As is the case in many offshore jurisdictions, the default position in the Cayman Islands is that costs follow the event: the successful party will, in the ordinary course, recover their reasonable costs from the unsuccessful party. There are exceptions to this general rule, including where an act or omission has been carried out improperly, unreasonably or negligently. In such cases the Court has a wide discretion to disallow costs, to order that they be paid by the successful party to the unsuccessful party and/or to order that they be assessed on the indemnity (rather than the standard) basis.
Each of these costs sanctions has recently been applied by the Grand Court within the context of (extremely) long running personal injury proceedings (Gary James v Woods Furniture & Design).

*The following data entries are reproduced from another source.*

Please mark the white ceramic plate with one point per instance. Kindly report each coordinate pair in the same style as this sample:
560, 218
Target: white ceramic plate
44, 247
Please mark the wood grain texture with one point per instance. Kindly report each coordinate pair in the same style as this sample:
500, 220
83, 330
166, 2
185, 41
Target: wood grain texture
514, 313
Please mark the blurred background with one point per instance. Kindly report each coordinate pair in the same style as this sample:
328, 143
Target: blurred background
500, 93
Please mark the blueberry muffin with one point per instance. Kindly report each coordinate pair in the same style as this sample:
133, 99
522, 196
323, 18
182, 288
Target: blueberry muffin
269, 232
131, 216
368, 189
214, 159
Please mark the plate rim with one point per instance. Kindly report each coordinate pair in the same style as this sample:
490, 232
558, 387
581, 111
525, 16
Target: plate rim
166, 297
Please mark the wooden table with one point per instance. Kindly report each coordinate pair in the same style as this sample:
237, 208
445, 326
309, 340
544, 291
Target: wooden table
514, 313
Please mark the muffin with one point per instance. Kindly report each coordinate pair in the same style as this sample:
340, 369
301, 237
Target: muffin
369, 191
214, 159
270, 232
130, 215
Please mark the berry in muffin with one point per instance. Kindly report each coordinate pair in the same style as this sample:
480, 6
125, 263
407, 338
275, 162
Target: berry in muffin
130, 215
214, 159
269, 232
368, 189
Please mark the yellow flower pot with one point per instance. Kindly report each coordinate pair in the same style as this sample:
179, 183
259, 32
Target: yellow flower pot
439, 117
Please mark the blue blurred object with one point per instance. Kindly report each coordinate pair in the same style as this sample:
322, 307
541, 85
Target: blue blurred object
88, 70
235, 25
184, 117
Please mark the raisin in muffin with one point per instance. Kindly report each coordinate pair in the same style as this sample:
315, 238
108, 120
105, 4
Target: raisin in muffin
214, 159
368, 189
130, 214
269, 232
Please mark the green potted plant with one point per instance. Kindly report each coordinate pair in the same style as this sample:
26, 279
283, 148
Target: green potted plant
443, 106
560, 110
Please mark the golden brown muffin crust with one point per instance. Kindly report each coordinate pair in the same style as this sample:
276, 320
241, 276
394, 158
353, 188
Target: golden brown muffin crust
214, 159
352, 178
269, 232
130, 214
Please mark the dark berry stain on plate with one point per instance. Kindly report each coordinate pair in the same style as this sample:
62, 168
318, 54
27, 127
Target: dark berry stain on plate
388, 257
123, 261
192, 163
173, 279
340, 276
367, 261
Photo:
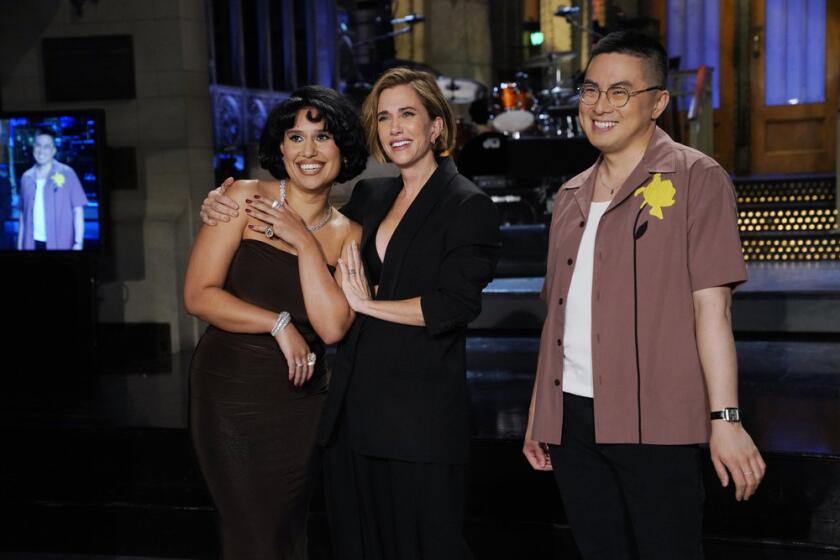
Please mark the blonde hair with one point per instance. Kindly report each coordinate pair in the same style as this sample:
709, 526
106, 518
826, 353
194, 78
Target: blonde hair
426, 87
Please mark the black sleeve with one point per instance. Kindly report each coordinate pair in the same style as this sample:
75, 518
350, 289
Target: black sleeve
469, 262
355, 207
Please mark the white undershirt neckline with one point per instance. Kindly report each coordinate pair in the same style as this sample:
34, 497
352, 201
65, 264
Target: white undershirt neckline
577, 335
39, 221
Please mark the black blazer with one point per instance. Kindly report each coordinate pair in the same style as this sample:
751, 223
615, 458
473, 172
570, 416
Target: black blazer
411, 403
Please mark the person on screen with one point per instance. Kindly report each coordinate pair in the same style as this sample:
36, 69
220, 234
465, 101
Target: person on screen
52, 201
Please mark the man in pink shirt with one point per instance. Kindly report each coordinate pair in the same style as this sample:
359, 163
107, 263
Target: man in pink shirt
637, 363
52, 201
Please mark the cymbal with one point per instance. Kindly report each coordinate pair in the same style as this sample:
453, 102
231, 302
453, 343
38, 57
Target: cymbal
459, 90
549, 59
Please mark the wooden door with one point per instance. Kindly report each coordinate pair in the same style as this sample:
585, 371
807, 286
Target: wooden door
788, 134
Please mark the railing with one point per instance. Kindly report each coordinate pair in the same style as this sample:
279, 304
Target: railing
693, 88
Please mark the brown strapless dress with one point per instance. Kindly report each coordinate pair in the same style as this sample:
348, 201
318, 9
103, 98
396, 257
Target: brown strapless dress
254, 432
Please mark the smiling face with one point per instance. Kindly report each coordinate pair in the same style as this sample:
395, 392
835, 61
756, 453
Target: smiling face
310, 155
613, 130
406, 131
43, 149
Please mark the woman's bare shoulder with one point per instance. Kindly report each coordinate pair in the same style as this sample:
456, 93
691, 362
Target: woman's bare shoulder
247, 188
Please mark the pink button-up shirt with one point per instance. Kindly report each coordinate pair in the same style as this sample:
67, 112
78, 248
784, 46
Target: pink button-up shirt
670, 230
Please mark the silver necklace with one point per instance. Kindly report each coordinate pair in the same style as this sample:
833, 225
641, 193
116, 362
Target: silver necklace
314, 227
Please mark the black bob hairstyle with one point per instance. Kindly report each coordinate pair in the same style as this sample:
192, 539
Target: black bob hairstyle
340, 120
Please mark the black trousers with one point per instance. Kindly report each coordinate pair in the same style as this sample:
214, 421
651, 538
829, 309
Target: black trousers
386, 509
641, 502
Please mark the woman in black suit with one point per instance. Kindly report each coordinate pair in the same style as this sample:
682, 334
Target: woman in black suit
396, 423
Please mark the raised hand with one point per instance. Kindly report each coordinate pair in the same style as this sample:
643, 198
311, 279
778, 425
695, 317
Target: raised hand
353, 279
284, 222
297, 354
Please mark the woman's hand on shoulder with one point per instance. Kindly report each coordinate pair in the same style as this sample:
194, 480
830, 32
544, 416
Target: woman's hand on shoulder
218, 206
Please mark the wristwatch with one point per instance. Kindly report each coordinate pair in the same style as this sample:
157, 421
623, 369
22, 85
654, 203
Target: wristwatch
727, 414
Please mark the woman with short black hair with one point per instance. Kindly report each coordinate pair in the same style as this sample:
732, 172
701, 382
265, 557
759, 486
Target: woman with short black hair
267, 283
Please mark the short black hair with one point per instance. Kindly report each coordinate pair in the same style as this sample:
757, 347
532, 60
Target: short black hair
636, 44
43, 131
340, 119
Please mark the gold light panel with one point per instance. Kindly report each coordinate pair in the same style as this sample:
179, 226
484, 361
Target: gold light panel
812, 219
811, 249
786, 192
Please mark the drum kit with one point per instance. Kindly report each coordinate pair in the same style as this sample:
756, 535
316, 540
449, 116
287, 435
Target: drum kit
516, 108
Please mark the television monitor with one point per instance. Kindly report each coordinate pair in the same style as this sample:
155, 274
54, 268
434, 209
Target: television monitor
51, 184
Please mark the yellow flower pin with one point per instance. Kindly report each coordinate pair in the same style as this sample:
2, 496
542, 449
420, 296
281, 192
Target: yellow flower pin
58, 179
658, 194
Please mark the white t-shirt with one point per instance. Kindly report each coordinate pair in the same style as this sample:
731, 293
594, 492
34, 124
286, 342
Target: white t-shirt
39, 222
577, 336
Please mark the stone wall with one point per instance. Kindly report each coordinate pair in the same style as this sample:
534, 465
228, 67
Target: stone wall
169, 125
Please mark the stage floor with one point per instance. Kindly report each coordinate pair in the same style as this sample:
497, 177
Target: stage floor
789, 392
794, 278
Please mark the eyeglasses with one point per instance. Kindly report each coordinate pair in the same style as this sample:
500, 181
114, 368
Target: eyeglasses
617, 96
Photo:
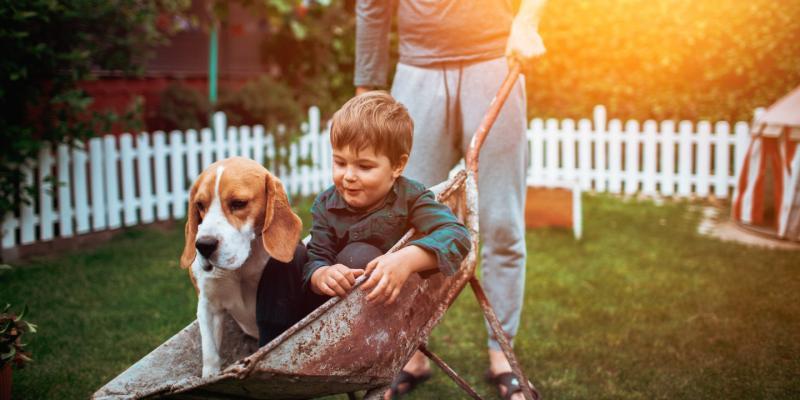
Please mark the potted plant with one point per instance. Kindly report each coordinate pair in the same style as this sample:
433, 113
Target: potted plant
12, 329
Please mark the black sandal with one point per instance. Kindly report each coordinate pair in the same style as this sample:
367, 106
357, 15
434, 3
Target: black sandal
510, 381
410, 380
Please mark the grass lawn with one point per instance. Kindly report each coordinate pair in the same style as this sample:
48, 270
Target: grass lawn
641, 308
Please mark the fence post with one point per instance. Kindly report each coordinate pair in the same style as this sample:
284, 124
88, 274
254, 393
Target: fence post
742, 133
160, 161
46, 215
128, 179
667, 180
143, 153
631, 157
568, 151
219, 121
207, 144
176, 174
600, 139
81, 186
111, 181
615, 156
551, 151
722, 153
703, 157
98, 192
585, 153
305, 171
245, 143
192, 155
649, 175
258, 144
685, 159
64, 191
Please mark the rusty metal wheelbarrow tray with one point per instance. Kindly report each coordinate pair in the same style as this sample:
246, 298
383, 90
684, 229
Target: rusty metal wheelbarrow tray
347, 344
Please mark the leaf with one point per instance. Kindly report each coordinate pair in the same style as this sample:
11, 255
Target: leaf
298, 30
9, 355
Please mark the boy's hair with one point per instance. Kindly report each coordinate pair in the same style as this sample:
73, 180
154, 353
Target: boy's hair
373, 119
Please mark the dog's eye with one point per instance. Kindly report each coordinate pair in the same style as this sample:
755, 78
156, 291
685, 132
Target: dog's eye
237, 205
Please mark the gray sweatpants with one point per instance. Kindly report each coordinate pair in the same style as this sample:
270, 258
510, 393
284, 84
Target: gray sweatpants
447, 104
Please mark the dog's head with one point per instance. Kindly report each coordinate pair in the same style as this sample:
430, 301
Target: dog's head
230, 204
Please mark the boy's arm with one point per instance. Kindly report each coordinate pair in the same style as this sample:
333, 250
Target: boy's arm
445, 245
373, 21
446, 238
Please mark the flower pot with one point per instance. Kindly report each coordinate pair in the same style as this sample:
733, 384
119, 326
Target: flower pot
5, 382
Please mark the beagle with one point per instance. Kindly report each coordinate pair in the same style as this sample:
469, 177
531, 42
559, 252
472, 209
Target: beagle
239, 217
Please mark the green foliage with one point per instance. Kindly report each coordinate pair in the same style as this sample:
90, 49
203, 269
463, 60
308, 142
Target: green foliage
688, 59
12, 329
182, 107
309, 53
49, 47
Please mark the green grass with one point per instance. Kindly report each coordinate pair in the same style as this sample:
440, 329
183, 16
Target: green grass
641, 308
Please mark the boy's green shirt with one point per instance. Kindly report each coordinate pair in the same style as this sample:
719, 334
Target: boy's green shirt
408, 204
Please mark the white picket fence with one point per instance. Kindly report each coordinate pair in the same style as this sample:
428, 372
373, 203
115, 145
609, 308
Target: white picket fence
128, 180
671, 159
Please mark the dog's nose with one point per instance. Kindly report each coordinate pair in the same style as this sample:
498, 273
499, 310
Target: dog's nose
206, 245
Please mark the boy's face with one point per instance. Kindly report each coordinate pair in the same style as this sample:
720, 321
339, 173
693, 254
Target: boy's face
362, 177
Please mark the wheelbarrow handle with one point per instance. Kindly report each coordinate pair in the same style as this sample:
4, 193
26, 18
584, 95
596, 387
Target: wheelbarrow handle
491, 115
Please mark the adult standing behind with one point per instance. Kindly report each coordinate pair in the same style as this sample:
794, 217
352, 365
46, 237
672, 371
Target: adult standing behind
453, 58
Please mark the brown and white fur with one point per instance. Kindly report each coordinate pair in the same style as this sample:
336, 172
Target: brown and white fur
239, 217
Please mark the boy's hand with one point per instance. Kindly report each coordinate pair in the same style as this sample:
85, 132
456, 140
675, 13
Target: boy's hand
334, 280
389, 274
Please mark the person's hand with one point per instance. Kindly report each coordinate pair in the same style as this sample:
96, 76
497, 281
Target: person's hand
334, 280
524, 42
389, 274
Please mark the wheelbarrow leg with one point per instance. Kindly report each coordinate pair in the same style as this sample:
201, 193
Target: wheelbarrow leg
494, 323
449, 371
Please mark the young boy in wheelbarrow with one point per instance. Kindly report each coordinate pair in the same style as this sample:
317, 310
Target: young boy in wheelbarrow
358, 219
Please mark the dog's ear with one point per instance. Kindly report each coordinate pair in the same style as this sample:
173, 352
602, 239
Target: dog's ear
282, 226
190, 231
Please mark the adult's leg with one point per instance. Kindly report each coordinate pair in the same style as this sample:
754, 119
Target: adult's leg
501, 185
429, 95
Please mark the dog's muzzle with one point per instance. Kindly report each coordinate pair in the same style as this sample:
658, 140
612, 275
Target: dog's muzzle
206, 246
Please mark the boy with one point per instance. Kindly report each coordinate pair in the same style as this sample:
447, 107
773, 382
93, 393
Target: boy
355, 221
370, 202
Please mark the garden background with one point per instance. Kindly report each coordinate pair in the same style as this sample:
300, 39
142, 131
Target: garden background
642, 307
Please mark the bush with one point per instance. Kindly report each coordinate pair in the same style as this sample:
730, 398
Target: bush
49, 47
182, 107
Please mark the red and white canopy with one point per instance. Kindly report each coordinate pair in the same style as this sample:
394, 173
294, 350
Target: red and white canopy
768, 190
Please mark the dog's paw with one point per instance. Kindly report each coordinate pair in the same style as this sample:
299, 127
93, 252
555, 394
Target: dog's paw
211, 369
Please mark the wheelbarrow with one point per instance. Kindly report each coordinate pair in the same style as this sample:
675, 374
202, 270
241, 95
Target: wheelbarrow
344, 346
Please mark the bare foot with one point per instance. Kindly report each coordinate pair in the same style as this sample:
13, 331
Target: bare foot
498, 364
417, 366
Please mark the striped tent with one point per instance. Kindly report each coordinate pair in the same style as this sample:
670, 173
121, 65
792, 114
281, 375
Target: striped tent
767, 195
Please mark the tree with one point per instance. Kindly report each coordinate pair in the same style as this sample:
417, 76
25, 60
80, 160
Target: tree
50, 47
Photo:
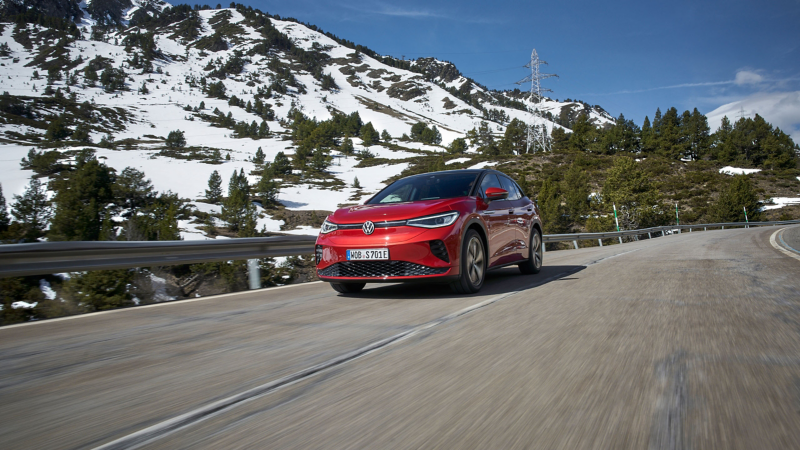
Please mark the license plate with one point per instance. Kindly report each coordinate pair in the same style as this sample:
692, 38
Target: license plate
369, 254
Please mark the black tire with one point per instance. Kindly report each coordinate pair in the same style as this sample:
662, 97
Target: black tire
473, 262
348, 288
533, 264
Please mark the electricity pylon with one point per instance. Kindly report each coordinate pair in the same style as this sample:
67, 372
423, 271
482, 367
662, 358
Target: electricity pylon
538, 137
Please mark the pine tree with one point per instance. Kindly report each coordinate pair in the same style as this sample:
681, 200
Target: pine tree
81, 133
416, 130
458, 146
263, 129
368, 134
214, 191
515, 138
165, 212
82, 201
347, 146
583, 134
576, 189
436, 138
31, 211
4, 219
100, 290
670, 144
132, 190
320, 160
637, 199
259, 157
549, 201
647, 138
267, 188
696, 132
739, 194
281, 164
234, 208
175, 139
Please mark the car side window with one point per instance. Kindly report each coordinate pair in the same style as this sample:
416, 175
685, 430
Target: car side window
490, 180
511, 187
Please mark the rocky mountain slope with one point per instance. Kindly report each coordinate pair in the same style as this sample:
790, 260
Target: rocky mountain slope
132, 72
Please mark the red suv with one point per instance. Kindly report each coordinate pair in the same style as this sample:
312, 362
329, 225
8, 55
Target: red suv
451, 226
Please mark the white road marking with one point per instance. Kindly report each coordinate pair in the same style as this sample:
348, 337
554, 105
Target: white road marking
139, 308
774, 241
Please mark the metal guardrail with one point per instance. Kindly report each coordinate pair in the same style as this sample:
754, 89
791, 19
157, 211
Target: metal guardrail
55, 257
650, 231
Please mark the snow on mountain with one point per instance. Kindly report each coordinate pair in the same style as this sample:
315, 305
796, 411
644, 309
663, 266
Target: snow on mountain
391, 98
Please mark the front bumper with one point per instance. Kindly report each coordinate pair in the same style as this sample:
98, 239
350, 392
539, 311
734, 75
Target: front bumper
410, 254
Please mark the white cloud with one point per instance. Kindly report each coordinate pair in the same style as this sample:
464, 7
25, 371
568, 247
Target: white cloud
747, 77
781, 109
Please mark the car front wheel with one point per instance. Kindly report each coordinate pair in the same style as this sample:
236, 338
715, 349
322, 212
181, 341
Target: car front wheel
534, 262
473, 265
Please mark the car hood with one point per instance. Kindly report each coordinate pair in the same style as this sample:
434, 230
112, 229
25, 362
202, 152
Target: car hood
391, 212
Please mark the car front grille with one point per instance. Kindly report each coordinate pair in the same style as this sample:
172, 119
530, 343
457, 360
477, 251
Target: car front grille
439, 250
366, 269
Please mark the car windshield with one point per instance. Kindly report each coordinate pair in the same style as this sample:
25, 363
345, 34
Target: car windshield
427, 187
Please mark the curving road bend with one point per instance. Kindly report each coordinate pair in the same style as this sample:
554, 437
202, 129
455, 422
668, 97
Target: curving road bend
685, 341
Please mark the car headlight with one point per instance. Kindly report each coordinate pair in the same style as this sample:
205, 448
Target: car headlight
327, 227
434, 221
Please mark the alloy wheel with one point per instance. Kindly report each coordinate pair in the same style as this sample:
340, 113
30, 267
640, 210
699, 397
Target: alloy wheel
475, 261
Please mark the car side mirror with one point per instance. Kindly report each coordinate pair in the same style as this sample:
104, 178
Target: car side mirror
496, 194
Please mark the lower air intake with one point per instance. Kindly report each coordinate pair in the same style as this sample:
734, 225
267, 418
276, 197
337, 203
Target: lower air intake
439, 250
365, 269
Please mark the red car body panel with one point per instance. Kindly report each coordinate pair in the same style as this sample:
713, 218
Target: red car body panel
505, 224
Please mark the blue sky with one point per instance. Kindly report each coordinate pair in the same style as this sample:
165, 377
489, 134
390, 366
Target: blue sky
629, 57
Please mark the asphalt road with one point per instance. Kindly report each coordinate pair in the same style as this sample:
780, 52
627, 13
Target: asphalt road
685, 341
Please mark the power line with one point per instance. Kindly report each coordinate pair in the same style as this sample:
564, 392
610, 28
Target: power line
537, 137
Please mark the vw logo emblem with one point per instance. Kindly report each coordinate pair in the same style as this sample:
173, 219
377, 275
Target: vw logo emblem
368, 227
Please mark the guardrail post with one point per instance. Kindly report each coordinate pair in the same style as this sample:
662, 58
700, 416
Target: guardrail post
254, 274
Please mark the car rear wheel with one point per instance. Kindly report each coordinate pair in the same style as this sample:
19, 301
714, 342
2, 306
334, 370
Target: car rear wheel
348, 288
534, 262
473, 265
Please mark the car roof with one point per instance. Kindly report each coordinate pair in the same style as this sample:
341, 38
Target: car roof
476, 171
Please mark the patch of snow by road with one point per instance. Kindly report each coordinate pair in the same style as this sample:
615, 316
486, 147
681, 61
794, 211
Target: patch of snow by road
23, 305
159, 286
780, 202
729, 170
481, 165
48, 291
458, 160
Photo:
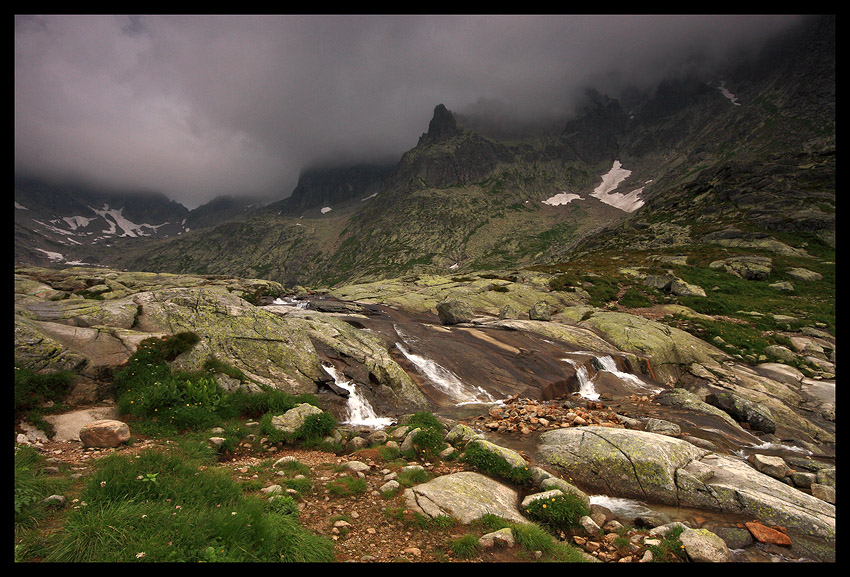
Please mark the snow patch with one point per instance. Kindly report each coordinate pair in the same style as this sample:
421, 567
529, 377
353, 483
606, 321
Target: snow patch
116, 220
54, 256
76, 222
628, 202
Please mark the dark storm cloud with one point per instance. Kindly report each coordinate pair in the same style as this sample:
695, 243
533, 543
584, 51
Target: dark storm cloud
197, 106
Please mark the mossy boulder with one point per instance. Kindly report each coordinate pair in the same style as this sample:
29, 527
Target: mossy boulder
670, 350
620, 462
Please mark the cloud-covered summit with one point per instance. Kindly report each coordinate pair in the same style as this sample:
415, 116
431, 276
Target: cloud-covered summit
199, 106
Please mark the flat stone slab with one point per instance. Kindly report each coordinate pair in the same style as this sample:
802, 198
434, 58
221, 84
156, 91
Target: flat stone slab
68, 425
466, 496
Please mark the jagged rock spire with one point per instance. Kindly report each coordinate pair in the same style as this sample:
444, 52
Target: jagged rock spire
442, 126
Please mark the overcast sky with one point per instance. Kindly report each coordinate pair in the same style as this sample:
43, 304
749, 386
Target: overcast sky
199, 106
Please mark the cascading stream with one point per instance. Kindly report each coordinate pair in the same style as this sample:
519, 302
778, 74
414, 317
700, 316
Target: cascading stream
441, 378
360, 411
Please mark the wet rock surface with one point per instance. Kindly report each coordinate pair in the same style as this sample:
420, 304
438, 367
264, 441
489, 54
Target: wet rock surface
682, 423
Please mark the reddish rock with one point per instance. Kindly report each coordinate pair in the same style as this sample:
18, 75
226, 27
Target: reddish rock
104, 433
765, 534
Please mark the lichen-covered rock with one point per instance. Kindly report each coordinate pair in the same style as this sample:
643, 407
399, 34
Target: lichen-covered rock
452, 312
703, 546
540, 311
746, 267
294, 418
466, 496
513, 458
657, 468
743, 410
104, 433
670, 349
620, 462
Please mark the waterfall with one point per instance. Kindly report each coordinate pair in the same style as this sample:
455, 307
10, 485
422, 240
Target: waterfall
607, 363
291, 302
360, 412
446, 381
586, 388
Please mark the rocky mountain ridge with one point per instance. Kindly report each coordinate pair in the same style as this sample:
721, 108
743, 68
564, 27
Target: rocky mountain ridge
715, 423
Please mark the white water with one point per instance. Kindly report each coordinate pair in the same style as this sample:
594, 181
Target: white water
360, 412
586, 388
610, 365
606, 363
442, 378
625, 508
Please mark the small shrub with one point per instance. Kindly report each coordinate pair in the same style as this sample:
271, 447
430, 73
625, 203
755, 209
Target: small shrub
558, 513
428, 443
283, 504
411, 477
466, 547
494, 464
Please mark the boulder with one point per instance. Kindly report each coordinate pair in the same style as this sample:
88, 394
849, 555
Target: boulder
466, 496
452, 312
803, 274
540, 311
669, 348
294, 418
757, 416
662, 469
746, 267
771, 465
620, 462
683, 289
703, 546
104, 433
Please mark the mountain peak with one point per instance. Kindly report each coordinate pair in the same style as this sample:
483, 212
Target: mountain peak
442, 126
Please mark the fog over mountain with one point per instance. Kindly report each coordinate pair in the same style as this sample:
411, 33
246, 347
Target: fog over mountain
200, 106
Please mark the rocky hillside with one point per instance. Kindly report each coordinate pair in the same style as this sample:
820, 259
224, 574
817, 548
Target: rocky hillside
481, 352
750, 148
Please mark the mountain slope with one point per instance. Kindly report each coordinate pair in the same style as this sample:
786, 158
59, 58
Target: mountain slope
750, 147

Of particular note is the statement of Justice Kawaley concerning the Court’s obligation “not to shirk its responsibilities” to impose costs sanctions “without fear or favour” should it transpire, at the end of a given case, that the parties have failed to discharge their procedural duty to assist the Court with the effective management of the case consistent with the Overriding Objective.
In this respect, the learned Judge also acknowledged that an assessment of the way litigation has been conducted when it comes to the issue of the costs necessarily entails taking into account the merits as determined at trial. Accordingly, the Plaintiff would be awarded its indemnity costs in relation to contesting a “fantastical” contributory negligence defence that had been advanced by the Defendant without adducing any positive evidence in support.
- The Plaintiff would also be awarded indemnity costs in respect of the Defendant’s failure to admit liability in order to save costs and facilitate the Plaintiff’s treatment (of his injury), in circumstances where it had already implicitly admitted liability out of Court. Such “stonewalling tactics” would clearly constitute a breach of the requirements of the Overriding Objective.
- The Plaintiff’s costs in relation to quantum issues in respect of a certain period would however be reduced by 50% to reflect his failure to comply with two Court Orders requiring further witness statements. Such conduct was not only improper in and of itself, but also undermined the efficiency of trial preparations and helped to obscure the lack of merit in the Plaintiff’s loss of earnings claims.